Higher Rock Education - Economics Blog

Wednesday, August 17, 2016
Two very important macroeconomic figures were released yesterday – the consumer price index and housing starts for July 2016. Both point to a sluggish, but growing economy.

Housing starts increased 2.1% in July. The bulk of the increase was in multifamily dwellings which increased 8.3%. Weather can impact housing starts, so I put more faith in the change since last July, which is 5.6% higher. Again, this was primarily in multifamily units. Single family home starts have climbed 1.3% since last July. The weakest market is in the Northeast where housing starts have fallen 15.7% since July 2015. The South has benefited from the largest increase of 11.1%. All of these figures are seasonally adjusted.

The small change in permits may indicate that the housing market will slow in the next quarter. Permits decreased 0.1% since last month and are up only .9% from a year ago.


The Census Bureau report can be accessed at Census Report.

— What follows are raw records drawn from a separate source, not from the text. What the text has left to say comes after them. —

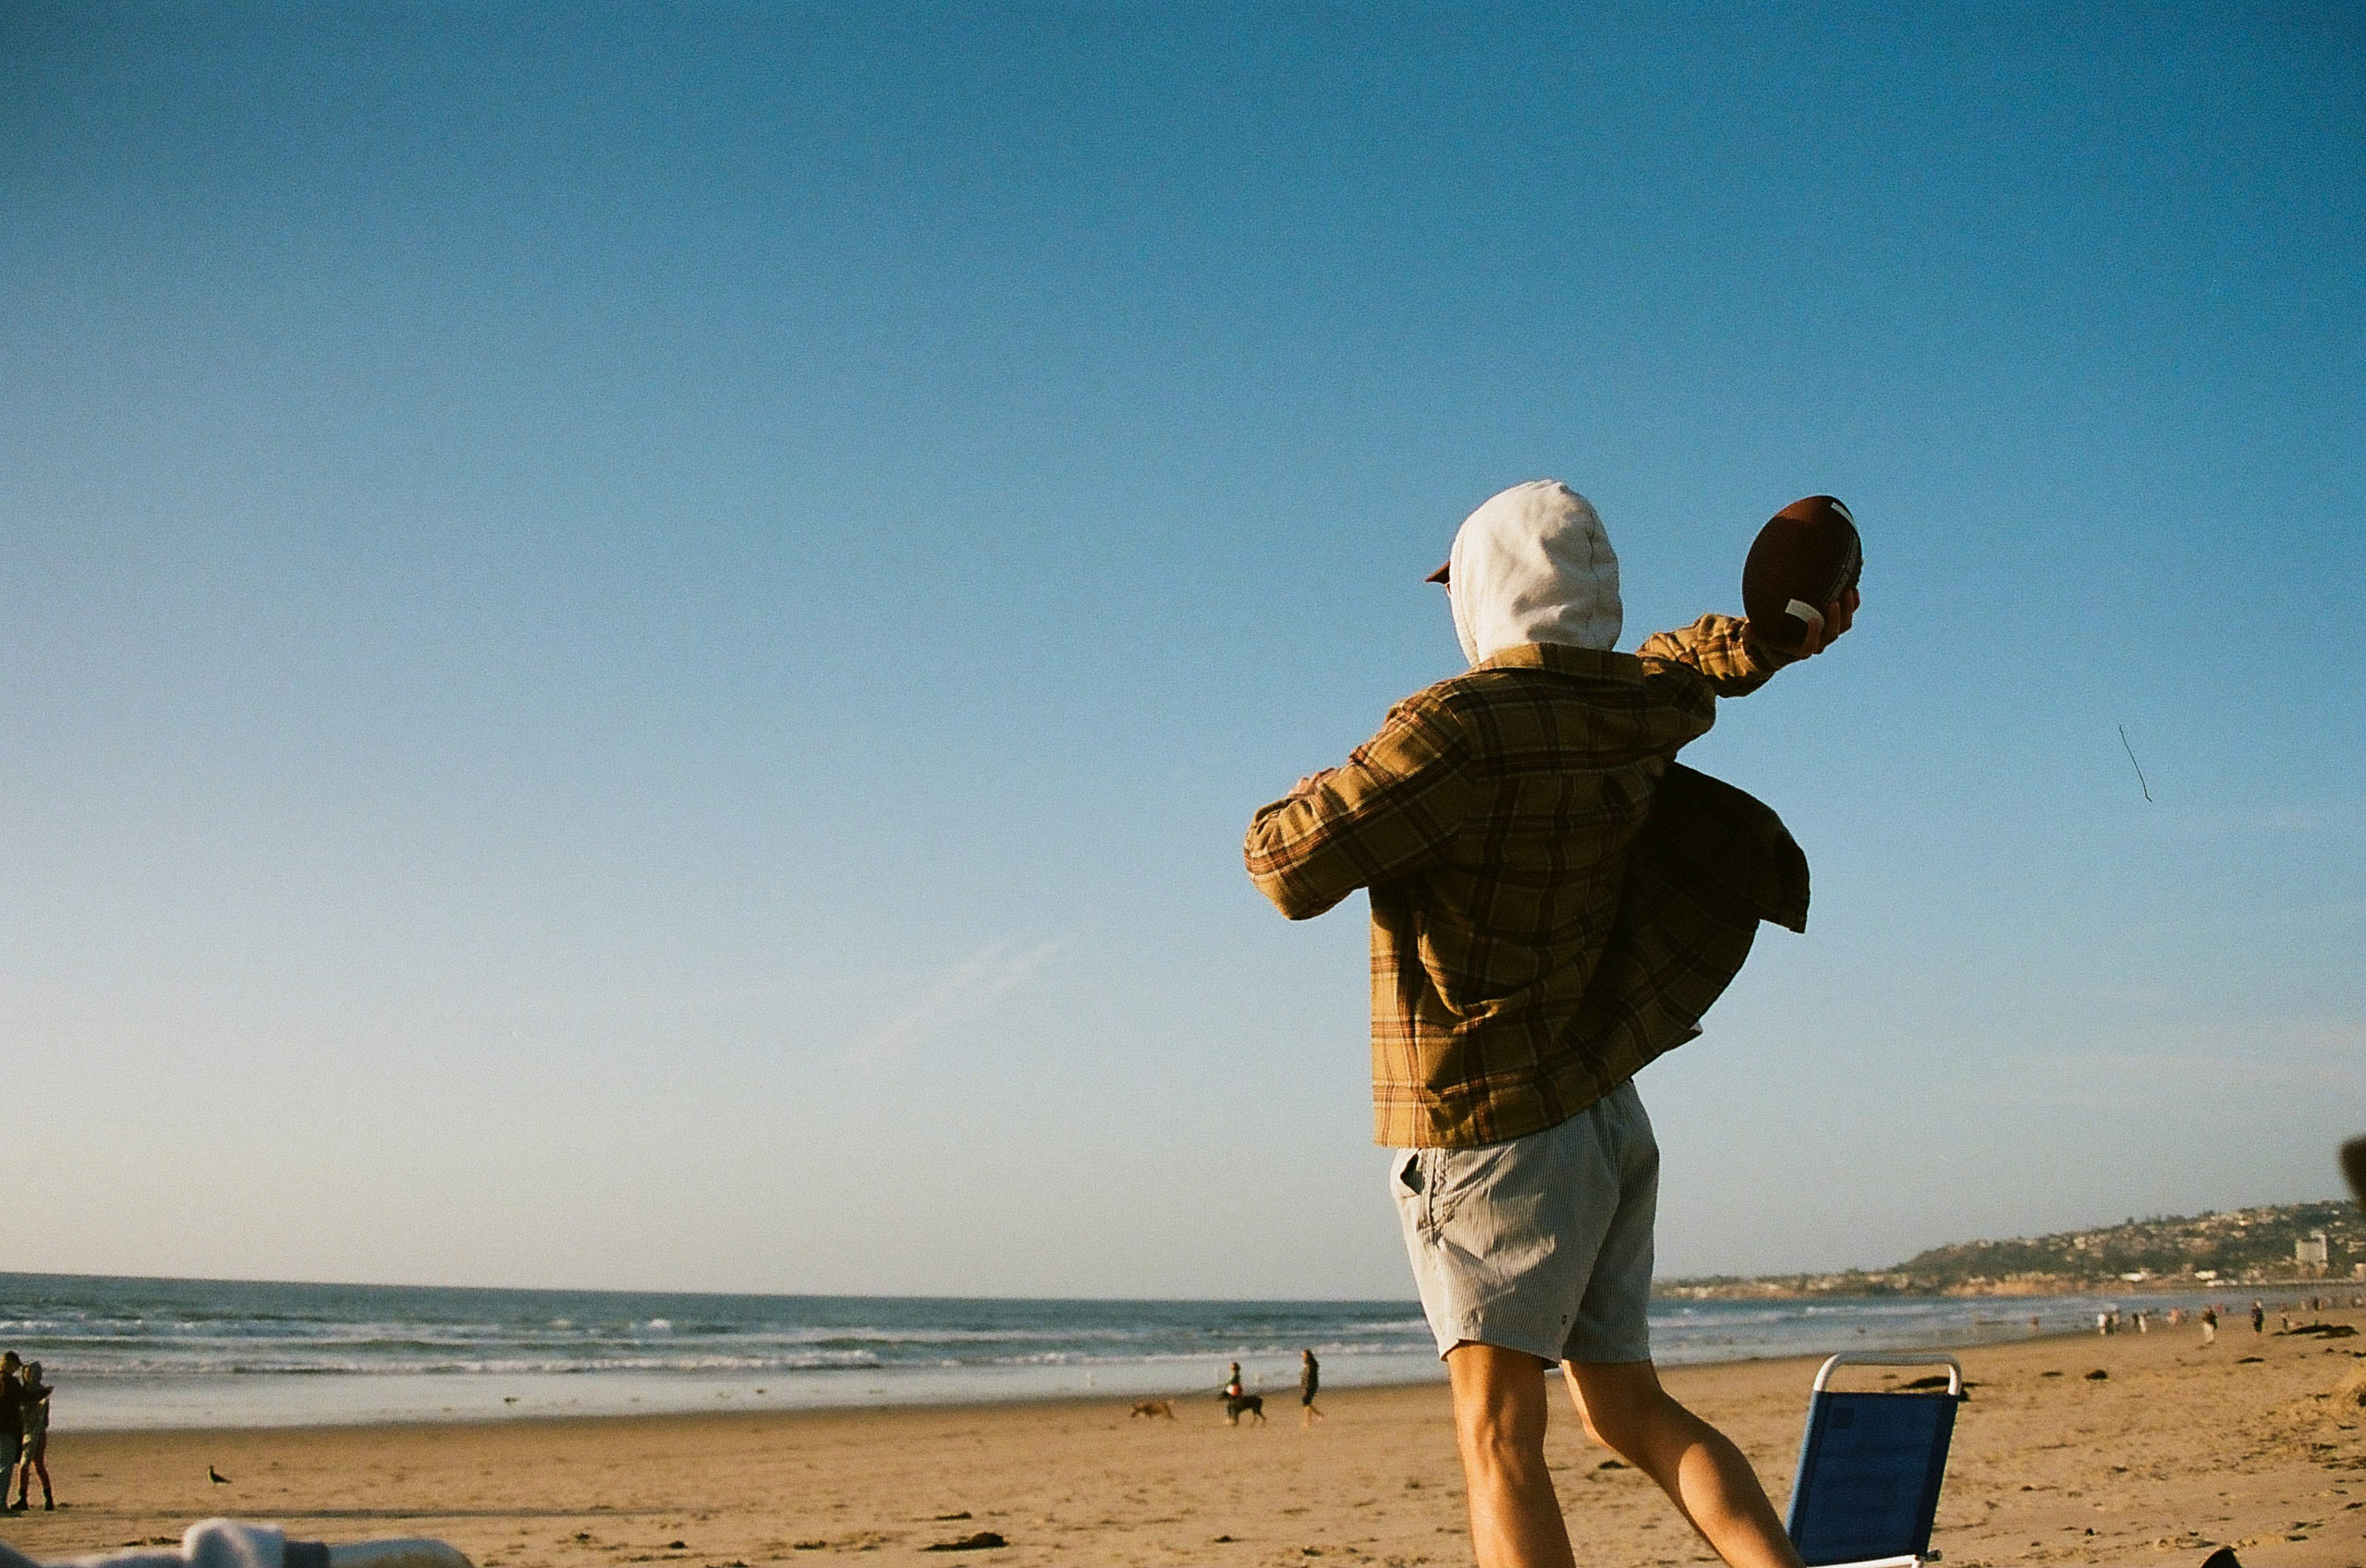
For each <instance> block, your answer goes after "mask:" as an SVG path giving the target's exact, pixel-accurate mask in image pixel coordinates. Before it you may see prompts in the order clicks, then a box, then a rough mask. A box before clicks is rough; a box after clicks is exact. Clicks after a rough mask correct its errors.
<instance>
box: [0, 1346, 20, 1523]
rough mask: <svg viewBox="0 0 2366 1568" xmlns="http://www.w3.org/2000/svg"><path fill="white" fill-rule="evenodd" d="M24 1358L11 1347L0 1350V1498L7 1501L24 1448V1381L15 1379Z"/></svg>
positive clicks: (1, 1499)
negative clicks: (12, 1479)
mask: <svg viewBox="0 0 2366 1568" xmlns="http://www.w3.org/2000/svg"><path fill="white" fill-rule="evenodd" d="M21 1369H24V1362H19V1360H17V1353H14V1350H7V1353H0V1459H5V1462H7V1464H0V1502H7V1483H9V1478H12V1476H14V1473H17V1457H19V1454H21V1452H24V1384H21V1381H17V1379H19V1374H21Z"/></svg>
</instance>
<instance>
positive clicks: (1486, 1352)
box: [1446, 1343, 1545, 1469]
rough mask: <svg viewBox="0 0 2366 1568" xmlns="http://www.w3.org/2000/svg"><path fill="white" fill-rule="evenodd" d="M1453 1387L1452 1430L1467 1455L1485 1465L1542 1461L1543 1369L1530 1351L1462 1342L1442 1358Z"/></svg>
mask: <svg viewBox="0 0 2366 1568" xmlns="http://www.w3.org/2000/svg"><path fill="white" fill-rule="evenodd" d="M1446 1367H1448V1374H1450V1379H1453V1391H1455V1436H1457V1438H1460V1443H1462V1452H1465V1457H1467V1459H1474V1462H1481V1464H1488V1466H1514V1469H1517V1466H1521V1464H1528V1462H1533V1464H1543V1459H1545V1372H1543V1367H1540V1365H1538V1360H1536V1358H1533V1355H1521V1353H1517V1350H1505V1348H1500V1346H1481V1343H1465V1346H1455V1348H1453V1350H1450V1353H1448V1358H1446Z"/></svg>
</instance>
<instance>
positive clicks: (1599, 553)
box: [1446, 480, 1623, 665]
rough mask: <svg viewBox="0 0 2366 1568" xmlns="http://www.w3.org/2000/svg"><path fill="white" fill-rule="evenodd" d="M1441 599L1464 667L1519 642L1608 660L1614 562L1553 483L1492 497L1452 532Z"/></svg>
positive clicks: (1487, 500)
mask: <svg viewBox="0 0 2366 1568" xmlns="http://www.w3.org/2000/svg"><path fill="white" fill-rule="evenodd" d="M1446 594H1448V598H1450V601H1453V605H1455V636H1457V639H1462V657H1467V660H1469V662H1472V665H1479V662H1481V660H1491V657H1495V655H1498V653H1502V650H1505V648H1519V646H1521V643H1566V646H1571V648H1599V650H1604V653H1609V650H1611V648H1614V646H1616V643H1618V627H1621V624H1623V613H1621V608H1618V556H1616V553H1611V537H1609V534H1607V532H1602V518H1599V516H1597V513H1595V504H1592V501H1588V499H1585V497H1580V494H1578V492H1576V490H1571V487H1569V485H1564V482H1562V480H1528V482H1526V485H1512V487H1510V490H1505V492H1500V494H1493V497H1488V499H1486V504H1481V506H1479V511H1474V513H1472V516H1469V518H1465V520H1462V530H1460V532H1455V553H1453V556H1450V558H1448V572H1446Z"/></svg>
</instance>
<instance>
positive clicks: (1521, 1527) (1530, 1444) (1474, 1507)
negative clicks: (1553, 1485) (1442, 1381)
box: [1446, 1341, 1576, 1568]
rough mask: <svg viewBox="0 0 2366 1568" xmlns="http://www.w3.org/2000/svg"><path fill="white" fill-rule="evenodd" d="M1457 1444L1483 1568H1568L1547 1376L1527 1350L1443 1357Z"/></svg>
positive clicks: (1572, 1557)
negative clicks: (1554, 1468) (1552, 1458)
mask: <svg viewBox="0 0 2366 1568" xmlns="http://www.w3.org/2000/svg"><path fill="white" fill-rule="evenodd" d="M1446 1376H1448V1381H1450V1384H1453V1391H1455V1443H1457V1447H1460V1450H1462V1488H1465V1492H1467V1497H1469V1509H1472V1554H1474V1556H1476V1559H1479V1568H1571V1566H1573V1563H1576V1556H1571V1551H1569V1525H1564V1523H1562V1502H1559V1497H1554V1495H1552V1473H1550V1471H1545V1412H1547V1398H1545V1369H1543V1365H1540V1362H1538V1360H1536V1358H1533V1355H1528V1353H1524V1350H1505V1348H1502V1346H1481V1343H1476V1341H1462V1343H1460V1346H1455V1348H1453V1350H1448V1353H1446Z"/></svg>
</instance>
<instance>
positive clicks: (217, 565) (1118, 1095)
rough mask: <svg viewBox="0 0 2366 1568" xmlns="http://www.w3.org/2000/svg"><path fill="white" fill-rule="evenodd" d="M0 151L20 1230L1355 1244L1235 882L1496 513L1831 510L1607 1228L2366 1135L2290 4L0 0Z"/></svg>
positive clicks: (792, 1246)
mask: <svg viewBox="0 0 2366 1568" xmlns="http://www.w3.org/2000/svg"><path fill="white" fill-rule="evenodd" d="M0 180H5V184H0V196H5V206H7V213H9V220H7V222H5V225H0V281H5V289H7V298H9V310H5V312H0V364H5V376H0V669H5V672H7V679H5V681H0V766H5V773H7V780H9V783H7V790H5V802H0V863H5V866H7V868H9V870H7V875H5V877H0V1071H5V1074H7V1081H9V1086H12V1090H14V1093H17V1095H19V1104H21V1107H26V1114H24V1116H17V1119H14V1121H12V1135H9V1140H7V1142H9V1149H12V1152H14V1159H17V1168H19V1171H24V1173H31V1171H38V1173H40V1180H38V1183H33V1185H31V1192H35V1194H38V1213H31V1211H28V1213H21V1216H19V1223H17V1225H12V1227H9V1242H7V1244H0V1268H59V1270H66V1268H71V1270H97V1272H206V1275H248V1277H345V1279H405V1282H478V1284H582V1287H599V1284H618V1287H684V1289H703V1287H715V1289H783V1291H927V1294H956V1291H977V1294H1218V1296H1223V1294H1311V1296H1327V1294H1408V1291H1410V1282H1408V1277H1405V1265H1403V1256H1401V1251H1398V1244H1396V1235H1394V1216H1391V1211H1389V1206H1386V1201H1384V1197H1382V1187H1379V1183H1382V1156H1379V1154H1377V1152H1375V1149H1372V1147H1370V1145H1368V1090H1365V1043H1363V1041H1365V1019H1363V1007H1365V979H1363V946H1365V932H1363V913H1360V901H1351V906H1346V908H1342V911H1337V913H1332V915H1327V918H1325V920H1320V922H1313V925H1301V927H1292V925H1285V922H1282V920H1280V918H1278V915H1273V911H1271V908H1266V906H1263V903H1261V899H1259V896H1256V894H1254V889H1249V885H1247V880H1245V877H1242V873H1240V858H1237V844H1240V832H1242V828H1245V823H1247V816H1249V811H1252V809H1254V806H1256V804H1261V802H1263V799H1268V797H1273V795H1278V792H1280V790H1285V788H1287V785H1289V780H1292V778H1297V776H1299V773H1304V771H1311V769H1315V766H1320V764H1327V762H1337V759H1339V757H1342V754H1344V752H1346V747H1349V745H1353V743H1356V740H1360V738H1363V736H1368V733H1370V731H1372V726H1375V724H1377V721H1379V714H1382V712H1384V710H1386V705H1389V702H1394V700H1396V698H1398V695H1403V693H1408V691H1413V688H1417V686H1424V683H1429V681H1434V679H1441V676H1446V674H1453V669H1455V667H1457V657H1455V641H1453V629H1450V624H1448V615H1446V605H1443V598H1441V596H1439V591H1436V589H1431V587H1424V584H1422V582H1420V577H1422V572H1427V570H1429V568H1431V565H1436V561H1441V558H1443V553H1446V544H1448V539H1450V534H1453V527H1455V523H1457V520H1460V518H1462V516H1465V513H1467V511H1469V508H1472V506H1476V504H1479V501H1481V499H1483V497H1486V494H1491V492H1493V490H1498V487H1502V485H1510V482H1517V480H1526V478H1538V475H1554V478H1566V480H1569V482H1573V485H1576V487H1578V490H1583V492H1585V494H1588V497H1592V501H1595V504H1597V506H1599V511H1602V516H1604V520H1607V525H1609V530H1611V539H1614V542H1616V546H1618V551H1621V561H1623V575H1625V591H1628V639H1625V646H1630V648H1633V643H1635V641H1640V639H1642V636H1644V634H1649V631H1651V629H1656V627H1663V624H1675V622H1682V620H1692V617H1694V615H1696V613H1701V610H1708V608H1727V610H1730V608H1737V598H1739V587H1737V584H1739V563H1741V553H1744V549H1746V546H1748V539H1751V534H1753V530H1756V525H1758V523H1760V520H1765V516H1770V513H1772V511H1775V508H1779V506H1782V504H1786V501H1791V499H1793V497H1801V494H1808V492H1834V494H1841V497H1843V499H1845V501H1848V504H1850V506H1853V508H1855V513H1857V518H1860V520H1862V525H1864V534H1867V556H1869V565H1867V577H1864V594H1867V608H1864V615H1862V620H1860V629H1857V631H1855V634H1853V636H1850V639H1848V641H1845V643H1843V646H1841V648H1838V650H1836V653H1834V655H1831V657H1827V660H1817V662H1815V665H1808V667H1803V669H1798V672H1791V674H1786V676H1784V679H1782V681H1777V686H1772V688H1770V691H1765V693H1760V695H1753V698H1748V700H1746V702H1732V705H1727V707H1725V710H1722V717H1720V724H1718V731H1715V733H1713V736H1711V738H1706V740H1704V743H1701V745H1696V747H1694V750H1692V752H1687V759H1689V762H1694V764H1696V766H1706V769H1711V771H1715V773H1720V776H1725V778H1732V780H1734V783H1739V785H1744V788H1748V790H1753V792H1756V795H1760V797H1763V799H1767V802H1770V804H1775V806H1777V809H1779V811H1782V814H1784V818H1786V821H1789V823H1791V828H1793V832H1796V835H1798V840H1801V842H1803V847H1805V849H1808V854H1810V861H1812V866H1815V913H1812V920H1810V932H1808V937H1791V934H1786V932H1765V934H1763V937H1760V948H1758V953H1756V958H1753V963H1751V967H1748V972H1746V974H1744V977H1741V981H1739V984H1737V986H1734V991H1732V993H1730V996H1727V1000H1725V1003H1720V1007H1718V1010H1715V1012H1713V1015H1711V1019H1708V1034H1706V1036H1704V1038H1701V1041H1696V1043H1694V1045H1687V1048H1685V1050H1680V1052H1675V1055H1673V1057H1668V1060H1663V1062H1661V1064H1654V1067H1651V1069H1649V1071H1647V1074H1644V1078H1642V1090H1644V1100H1647V1102H1649V1104H1651V1109H1654V1116H1656V1123H1659V1133H1661V1142H1663V1147H1666V1156H1668V1175H1666V1187H1663V1209H1661V1268H1663V1270H1666V1272H1704V1270H1777V1268H1824V1265H1845V1263H1864V1265H1876V1263H1888V1261H1895V1258H1900V1256H1905V1253H1909V1251H1914V1249H1919V1246H1926V1244H1935V1242H1947V1239H1964V1237H1976V1235H2011V1232H2030V1230H2049V1227H2066V1225H2082V1223H2103V1220H2118V1218H2122V1216H2127V1213H2165V1211H2193V1209H2224V1206H2238V1204H2255V1201H2286V1199H2304V1197H2323V1194H2328V1192H2333V1190H2335V1187H2338V1178H2335V1173H2333V1145H2335V1142H2338V1140H2340V1138H2345V1135H2352V1133H2359V1130H2366V998H2361V986H2359V970H2361V965H2359V946H2361V937H2366V892H2361V870H2366V856H2361V821H2366V811H2361V804H2366V802H2361V788H2359V776H2361V764H2366V721H2361V712H2366V702H2361V700H2359V698H2361V676H2359V657H2357V650H2354V643H2357V596H2359V589H2361V587H2366V542H2361V539H2366V537H2361V527H2359V501H2357V497H2359V494H2366V461H2361V452H2366V430H2361V423H2366V421H2361V390H2359V388H2361V369H2366V329H2361V322H2366V298H2361V293H2366V286H2361V267H2359V260H2357V258H2359V255H2366V232H2361V229H2366V222H2361V203H2366V28H2361V24H2359V19H2357V12H2354V9H2349V7H2245V9H2212V12H2207V14H2196V12H2191V9H2179V7H2163V9H2144V7H2127V9H2113V12H2110V14H2108V17H2061V14H2054V12H2049V9H2039V7H2030V9H1992V7H1985V9H1971V12H1964V14H1959V17H1952V19H1945V21H1912V24H1905V21H1898V19H1893V17H1886V14H1876V12H1867V9H1857V12H1843V9H1812V7H1730V9H1711V7H1668V9H1599V12H1588V14H1583V17H1571V14H1569V12H1566V9H1533V12H1519V9H1453V12H1446V9H1439V12H1431V9H1413V7H1377V9H1375V7H1353V9H1313V7H1233V9H1223V7H1176V9H1148V7H1091V5H1079V7H932V9H852V7H849V9H823V7H814V9H797V7H570V5H518V7H367V9H324V7H286V9H258V7H241V5H222V7H66V5H9V7H0ZM2120 726H2125V728H2127V738H2129V743H2132V745H2134V750H2136V757H2141V762H2144V771H2146V778H2148V783H2151V795H2153V799H2151V802H2146V799H2144V795H2141V792H2139V788H2136V776H2134V769H2129V759H2127V754H2125V752H2122V750H2120Z"/></svg>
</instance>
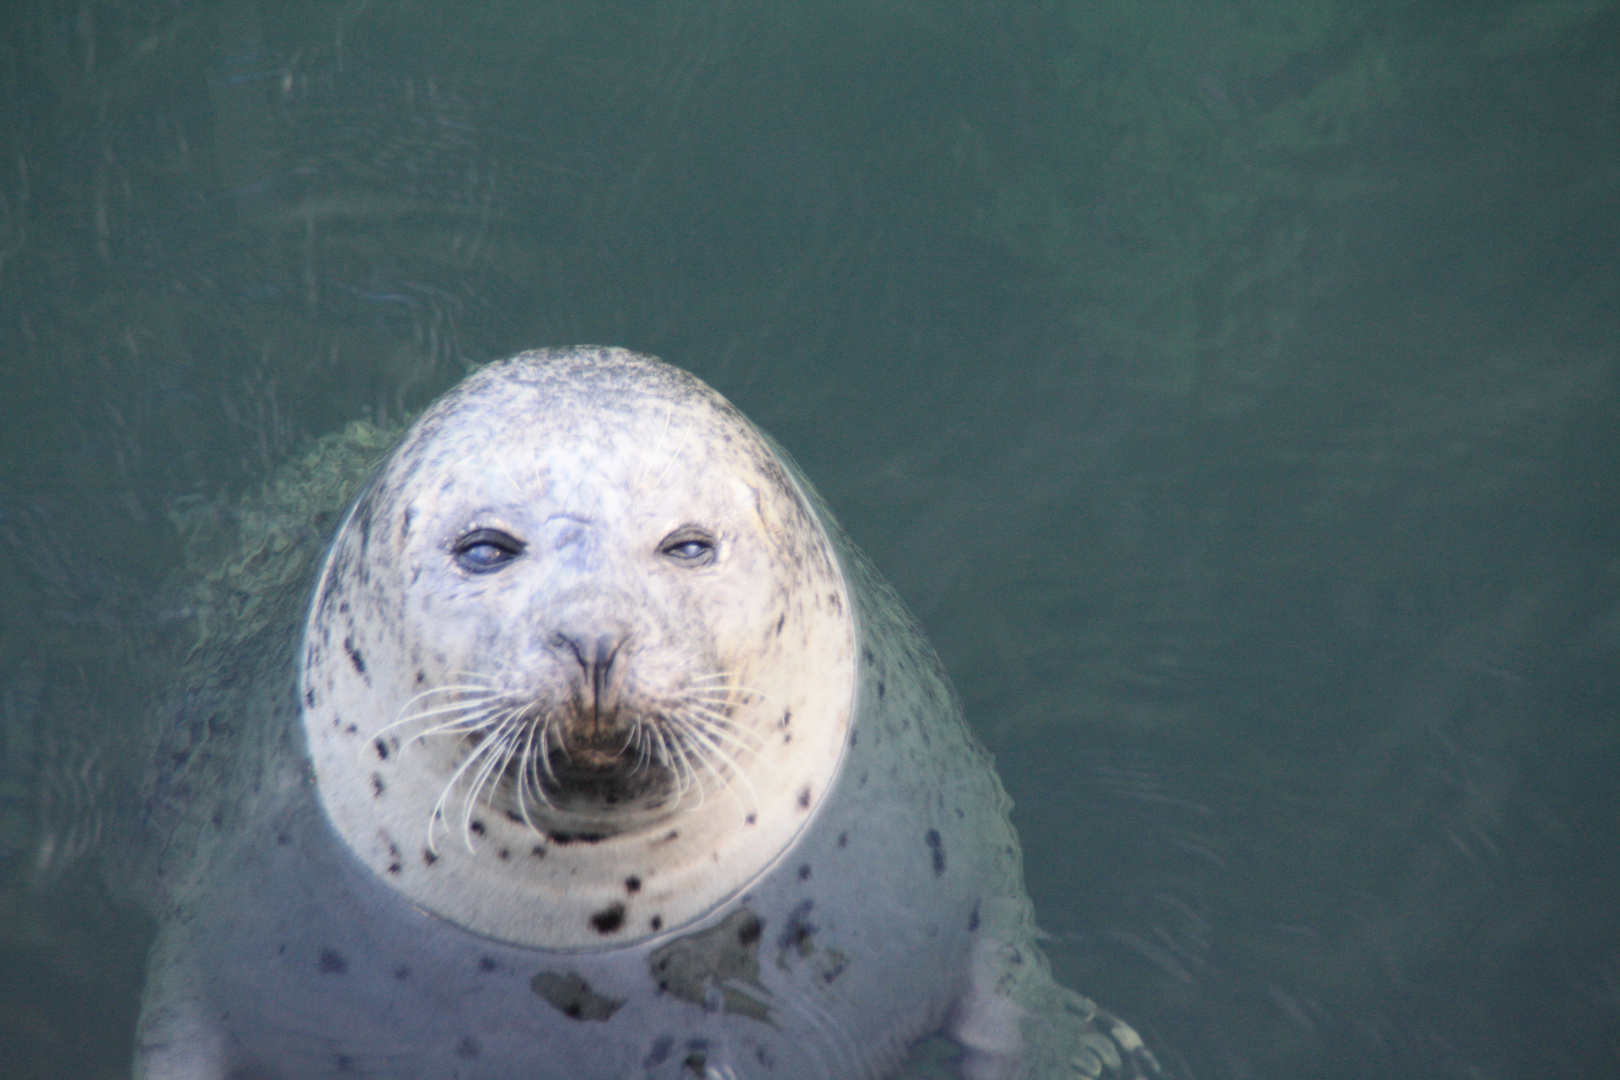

The seasonally adjusted consumer price index was unchanged in July. It is up only 0.8% for the prior 12 months. However, this was largely because of a sharp decline in gasoline prices. The price of gasoline dropped a seasonally adjusted 4.7% in July alone (5.5% without the seasonal adjustment) and 19.9% over the past 12 months! Grocery prices have also declined in the past 12 months. Consumers have benefited from a 1.6% decrease in this category. When these are omitted, prices increased .1% in July and 2.2% for the prior twelve months. Economists frequently put more credence in this figure since it negates the volatile impact of energy and food prices. However, medical expenses have increased 4% since July 2015, and were up .5% in July. The tighter housing market has also helped propel housing costs up by 3.3% for the past 12 months.

The Bureau of Labor Statistics report can be accessed at CPI Report.